Sadly, all of Gehrig’s accomplishments on the diamond were eclipsed when Gehrig disclosed that he was suffering from ALS in 1939, Later to be known as “Lou Gehrig’s Disease.”  According to the NY State Department of health,

“ALS is a progressive disease that destroys nerve cells in the brain and spinal cord which control the muscles throughout the body. When these nerve cells (also called motor neurons) die, the brain can no longer send impulses (messages) to the muscle fibers that normally result in muscle movement. The disease most commonly afflicts people between the ages of 40 and 70. As many as 30,000 Americans have the disease at any given time.

The earliest symptoms of the disease depend upon which nerves and muscles are first affected.
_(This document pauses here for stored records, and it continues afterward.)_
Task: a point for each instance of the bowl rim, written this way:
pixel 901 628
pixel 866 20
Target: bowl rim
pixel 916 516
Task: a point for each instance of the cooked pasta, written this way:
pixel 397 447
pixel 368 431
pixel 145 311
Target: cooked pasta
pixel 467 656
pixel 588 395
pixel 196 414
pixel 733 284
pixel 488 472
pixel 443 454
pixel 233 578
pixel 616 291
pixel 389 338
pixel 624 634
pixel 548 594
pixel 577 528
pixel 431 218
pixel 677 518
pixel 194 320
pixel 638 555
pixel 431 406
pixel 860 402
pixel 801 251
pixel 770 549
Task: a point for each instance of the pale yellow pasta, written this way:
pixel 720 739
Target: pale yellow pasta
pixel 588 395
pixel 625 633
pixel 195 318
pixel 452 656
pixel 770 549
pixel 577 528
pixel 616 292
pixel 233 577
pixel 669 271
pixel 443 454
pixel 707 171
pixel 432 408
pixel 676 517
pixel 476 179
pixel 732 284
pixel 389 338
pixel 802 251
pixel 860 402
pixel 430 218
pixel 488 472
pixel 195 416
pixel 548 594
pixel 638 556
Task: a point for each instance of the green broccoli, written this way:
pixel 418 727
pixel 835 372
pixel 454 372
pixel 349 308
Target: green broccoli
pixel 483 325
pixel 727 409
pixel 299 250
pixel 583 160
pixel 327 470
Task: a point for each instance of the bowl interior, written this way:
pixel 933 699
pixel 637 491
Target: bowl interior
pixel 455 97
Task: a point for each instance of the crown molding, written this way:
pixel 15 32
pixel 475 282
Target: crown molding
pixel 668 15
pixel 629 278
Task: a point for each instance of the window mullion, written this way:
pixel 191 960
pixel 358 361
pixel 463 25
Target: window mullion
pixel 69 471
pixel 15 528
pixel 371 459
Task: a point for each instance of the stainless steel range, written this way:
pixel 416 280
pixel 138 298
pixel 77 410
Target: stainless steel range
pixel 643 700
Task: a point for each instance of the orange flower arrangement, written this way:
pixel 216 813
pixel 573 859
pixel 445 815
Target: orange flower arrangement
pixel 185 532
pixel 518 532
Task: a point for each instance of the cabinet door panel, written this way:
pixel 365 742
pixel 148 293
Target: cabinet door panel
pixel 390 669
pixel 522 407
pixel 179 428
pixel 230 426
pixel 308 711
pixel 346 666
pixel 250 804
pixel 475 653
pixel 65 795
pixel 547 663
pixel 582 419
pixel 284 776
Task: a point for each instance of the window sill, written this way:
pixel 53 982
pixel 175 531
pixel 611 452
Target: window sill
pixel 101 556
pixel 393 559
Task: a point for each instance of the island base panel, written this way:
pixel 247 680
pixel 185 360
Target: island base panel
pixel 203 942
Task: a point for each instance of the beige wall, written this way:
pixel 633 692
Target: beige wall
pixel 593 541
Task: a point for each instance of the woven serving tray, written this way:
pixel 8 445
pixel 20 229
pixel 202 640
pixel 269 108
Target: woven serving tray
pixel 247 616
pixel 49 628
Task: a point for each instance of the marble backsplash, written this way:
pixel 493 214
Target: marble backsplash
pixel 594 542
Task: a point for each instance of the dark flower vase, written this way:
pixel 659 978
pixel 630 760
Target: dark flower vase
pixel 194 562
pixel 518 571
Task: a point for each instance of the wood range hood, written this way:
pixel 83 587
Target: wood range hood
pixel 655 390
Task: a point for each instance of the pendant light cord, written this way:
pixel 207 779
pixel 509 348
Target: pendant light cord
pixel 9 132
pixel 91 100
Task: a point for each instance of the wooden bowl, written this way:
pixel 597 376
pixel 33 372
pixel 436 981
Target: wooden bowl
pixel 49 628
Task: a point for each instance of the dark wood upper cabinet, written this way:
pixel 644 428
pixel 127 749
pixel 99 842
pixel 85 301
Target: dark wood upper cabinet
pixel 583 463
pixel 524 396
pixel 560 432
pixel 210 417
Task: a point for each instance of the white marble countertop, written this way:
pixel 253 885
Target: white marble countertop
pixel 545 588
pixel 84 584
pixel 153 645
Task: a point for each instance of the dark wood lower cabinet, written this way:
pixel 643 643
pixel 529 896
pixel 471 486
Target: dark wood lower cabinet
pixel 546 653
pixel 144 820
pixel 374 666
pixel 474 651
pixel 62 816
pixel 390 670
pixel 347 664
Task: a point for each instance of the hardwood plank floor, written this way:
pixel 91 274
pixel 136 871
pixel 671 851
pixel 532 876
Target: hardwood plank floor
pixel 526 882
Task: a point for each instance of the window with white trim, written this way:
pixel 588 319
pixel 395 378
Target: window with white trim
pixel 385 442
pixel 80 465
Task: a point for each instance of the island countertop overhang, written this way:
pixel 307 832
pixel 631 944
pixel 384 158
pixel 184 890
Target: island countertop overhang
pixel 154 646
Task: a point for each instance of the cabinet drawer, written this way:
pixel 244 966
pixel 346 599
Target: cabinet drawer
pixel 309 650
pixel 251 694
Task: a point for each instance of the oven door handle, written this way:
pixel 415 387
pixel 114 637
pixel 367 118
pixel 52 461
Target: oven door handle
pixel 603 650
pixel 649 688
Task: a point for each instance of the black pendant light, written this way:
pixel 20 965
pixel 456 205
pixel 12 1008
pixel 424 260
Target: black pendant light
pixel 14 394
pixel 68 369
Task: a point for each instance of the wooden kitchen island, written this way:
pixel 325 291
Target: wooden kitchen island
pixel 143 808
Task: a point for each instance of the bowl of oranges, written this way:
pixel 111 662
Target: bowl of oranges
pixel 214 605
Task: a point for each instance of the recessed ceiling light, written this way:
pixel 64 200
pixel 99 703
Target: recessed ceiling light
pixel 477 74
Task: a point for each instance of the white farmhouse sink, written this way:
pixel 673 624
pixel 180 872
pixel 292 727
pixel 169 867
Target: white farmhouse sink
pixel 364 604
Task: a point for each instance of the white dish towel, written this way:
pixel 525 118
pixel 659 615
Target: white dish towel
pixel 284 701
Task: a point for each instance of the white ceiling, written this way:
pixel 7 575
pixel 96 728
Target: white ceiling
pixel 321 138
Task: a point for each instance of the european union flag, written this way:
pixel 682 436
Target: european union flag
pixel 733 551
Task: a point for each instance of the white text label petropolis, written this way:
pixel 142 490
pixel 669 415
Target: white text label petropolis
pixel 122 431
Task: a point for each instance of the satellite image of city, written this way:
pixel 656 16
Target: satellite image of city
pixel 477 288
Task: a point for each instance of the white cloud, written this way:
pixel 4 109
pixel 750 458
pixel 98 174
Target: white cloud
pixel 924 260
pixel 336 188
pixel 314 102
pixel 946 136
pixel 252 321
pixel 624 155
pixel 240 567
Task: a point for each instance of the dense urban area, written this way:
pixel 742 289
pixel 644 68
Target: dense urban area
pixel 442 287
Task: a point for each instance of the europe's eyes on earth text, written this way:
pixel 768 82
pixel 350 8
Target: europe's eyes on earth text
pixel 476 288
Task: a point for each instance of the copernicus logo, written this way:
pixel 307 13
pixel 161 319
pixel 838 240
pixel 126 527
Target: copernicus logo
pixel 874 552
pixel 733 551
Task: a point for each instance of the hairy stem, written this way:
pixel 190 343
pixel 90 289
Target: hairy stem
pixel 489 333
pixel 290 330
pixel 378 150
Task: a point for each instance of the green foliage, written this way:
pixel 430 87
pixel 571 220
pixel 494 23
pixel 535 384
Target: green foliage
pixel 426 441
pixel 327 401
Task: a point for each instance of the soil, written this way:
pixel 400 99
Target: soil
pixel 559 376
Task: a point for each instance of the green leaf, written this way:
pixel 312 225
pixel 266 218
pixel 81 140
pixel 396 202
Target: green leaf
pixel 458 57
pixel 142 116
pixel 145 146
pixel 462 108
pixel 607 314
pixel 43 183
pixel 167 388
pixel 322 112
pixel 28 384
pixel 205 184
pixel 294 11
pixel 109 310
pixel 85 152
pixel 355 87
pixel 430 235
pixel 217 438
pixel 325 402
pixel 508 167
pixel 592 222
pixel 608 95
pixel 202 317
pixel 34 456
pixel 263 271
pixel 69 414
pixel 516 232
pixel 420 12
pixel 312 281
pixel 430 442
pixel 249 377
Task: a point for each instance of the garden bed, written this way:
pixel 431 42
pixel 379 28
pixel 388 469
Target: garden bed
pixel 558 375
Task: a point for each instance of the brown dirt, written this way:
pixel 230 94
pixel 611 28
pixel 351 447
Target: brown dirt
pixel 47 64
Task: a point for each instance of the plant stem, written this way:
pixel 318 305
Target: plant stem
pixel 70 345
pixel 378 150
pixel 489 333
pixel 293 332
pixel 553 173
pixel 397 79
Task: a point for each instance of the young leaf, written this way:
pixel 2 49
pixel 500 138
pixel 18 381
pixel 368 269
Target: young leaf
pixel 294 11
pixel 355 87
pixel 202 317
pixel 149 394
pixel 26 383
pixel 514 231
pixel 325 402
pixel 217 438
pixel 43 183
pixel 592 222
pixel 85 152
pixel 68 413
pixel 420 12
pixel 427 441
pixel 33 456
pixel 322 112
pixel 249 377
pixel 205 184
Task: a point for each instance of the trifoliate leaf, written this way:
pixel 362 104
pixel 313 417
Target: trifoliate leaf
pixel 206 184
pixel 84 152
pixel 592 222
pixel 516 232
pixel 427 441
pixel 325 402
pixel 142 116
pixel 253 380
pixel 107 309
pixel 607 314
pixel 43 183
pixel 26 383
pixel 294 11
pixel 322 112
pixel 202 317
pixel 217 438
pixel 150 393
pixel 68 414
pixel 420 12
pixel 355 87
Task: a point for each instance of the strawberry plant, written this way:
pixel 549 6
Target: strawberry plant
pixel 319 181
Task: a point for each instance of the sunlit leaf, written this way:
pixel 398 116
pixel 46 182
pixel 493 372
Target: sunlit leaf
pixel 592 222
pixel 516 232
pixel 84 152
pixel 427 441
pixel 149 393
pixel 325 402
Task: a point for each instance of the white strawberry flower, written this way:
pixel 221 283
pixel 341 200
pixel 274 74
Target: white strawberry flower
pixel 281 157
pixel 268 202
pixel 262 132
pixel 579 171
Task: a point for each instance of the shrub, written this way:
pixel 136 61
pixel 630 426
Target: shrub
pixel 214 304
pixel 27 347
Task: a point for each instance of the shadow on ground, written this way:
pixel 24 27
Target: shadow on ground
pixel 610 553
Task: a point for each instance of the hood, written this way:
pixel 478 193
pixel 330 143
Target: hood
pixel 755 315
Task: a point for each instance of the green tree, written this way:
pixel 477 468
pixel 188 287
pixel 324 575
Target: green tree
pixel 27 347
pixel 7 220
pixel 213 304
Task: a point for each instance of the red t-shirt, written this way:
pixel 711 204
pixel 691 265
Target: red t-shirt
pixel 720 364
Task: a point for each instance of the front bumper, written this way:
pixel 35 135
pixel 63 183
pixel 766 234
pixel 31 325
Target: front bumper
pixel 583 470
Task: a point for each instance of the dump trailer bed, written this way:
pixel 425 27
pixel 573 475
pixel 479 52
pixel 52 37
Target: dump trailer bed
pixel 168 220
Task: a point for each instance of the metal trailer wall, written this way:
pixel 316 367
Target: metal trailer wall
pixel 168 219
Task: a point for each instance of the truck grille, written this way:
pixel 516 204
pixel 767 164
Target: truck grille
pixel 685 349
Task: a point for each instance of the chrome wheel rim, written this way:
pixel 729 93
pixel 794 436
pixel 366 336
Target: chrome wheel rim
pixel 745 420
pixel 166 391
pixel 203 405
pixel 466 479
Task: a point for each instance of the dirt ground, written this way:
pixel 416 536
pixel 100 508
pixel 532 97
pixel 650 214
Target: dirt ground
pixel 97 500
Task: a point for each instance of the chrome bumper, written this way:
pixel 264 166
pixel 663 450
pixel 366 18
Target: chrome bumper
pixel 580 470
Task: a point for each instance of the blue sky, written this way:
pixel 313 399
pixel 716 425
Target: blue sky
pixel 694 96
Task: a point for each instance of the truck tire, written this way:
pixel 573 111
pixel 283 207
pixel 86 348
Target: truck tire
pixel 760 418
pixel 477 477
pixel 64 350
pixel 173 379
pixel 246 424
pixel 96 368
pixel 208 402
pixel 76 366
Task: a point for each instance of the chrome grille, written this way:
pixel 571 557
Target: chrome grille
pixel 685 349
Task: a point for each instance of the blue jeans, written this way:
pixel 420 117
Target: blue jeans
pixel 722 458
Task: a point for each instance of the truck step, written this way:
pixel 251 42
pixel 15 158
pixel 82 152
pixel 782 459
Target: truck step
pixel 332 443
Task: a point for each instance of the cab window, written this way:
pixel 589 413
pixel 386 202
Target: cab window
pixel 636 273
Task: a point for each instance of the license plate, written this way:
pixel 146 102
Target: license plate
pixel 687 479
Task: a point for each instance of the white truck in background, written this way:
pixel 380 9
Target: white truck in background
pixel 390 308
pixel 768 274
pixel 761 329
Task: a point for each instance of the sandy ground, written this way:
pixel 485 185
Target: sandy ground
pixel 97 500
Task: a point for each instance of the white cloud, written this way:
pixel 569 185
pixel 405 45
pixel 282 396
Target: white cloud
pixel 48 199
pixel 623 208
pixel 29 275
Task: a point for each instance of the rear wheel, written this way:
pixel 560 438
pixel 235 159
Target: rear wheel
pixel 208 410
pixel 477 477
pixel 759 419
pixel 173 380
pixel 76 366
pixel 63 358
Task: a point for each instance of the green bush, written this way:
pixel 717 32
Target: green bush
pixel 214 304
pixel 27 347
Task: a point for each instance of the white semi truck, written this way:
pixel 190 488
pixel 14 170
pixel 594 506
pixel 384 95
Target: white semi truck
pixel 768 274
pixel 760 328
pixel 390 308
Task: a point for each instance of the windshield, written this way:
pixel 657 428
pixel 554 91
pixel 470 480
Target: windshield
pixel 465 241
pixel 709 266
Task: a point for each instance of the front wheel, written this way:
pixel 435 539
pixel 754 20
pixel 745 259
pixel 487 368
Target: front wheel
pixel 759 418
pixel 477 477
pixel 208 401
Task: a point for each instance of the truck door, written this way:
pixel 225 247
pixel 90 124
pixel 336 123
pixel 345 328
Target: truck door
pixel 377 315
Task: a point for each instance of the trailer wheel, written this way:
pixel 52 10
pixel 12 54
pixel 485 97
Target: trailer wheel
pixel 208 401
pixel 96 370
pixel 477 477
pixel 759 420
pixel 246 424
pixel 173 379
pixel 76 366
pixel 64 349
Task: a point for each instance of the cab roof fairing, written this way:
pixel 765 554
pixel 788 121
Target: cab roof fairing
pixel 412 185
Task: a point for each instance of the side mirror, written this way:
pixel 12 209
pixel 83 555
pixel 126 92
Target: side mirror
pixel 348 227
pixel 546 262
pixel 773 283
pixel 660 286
Any muscle group may be the first to show signs of the disease. For example, the person may experience twitching and weakness of the muscles of the hands or lower legs. If the muscles of the face or throat are affected, the problem at onset would be difficulty with speaking, chewing, swallowing or movements of the tongue and face. If the muscles of the chest are affected the person may have difficulty breathing. In some instances the first symptoms may be involuntary weeping or laughing. In the beginning, muscle groups on only one side of the body may be affected, but as time passes, more and more muscles on both sides are involved and the patient becomes totally paralyzed. Yet, through it all, for the vast majority of people, their minds remain unaffected.

On June 2, 1941, at 10:10 pm, Gehrig died at his home.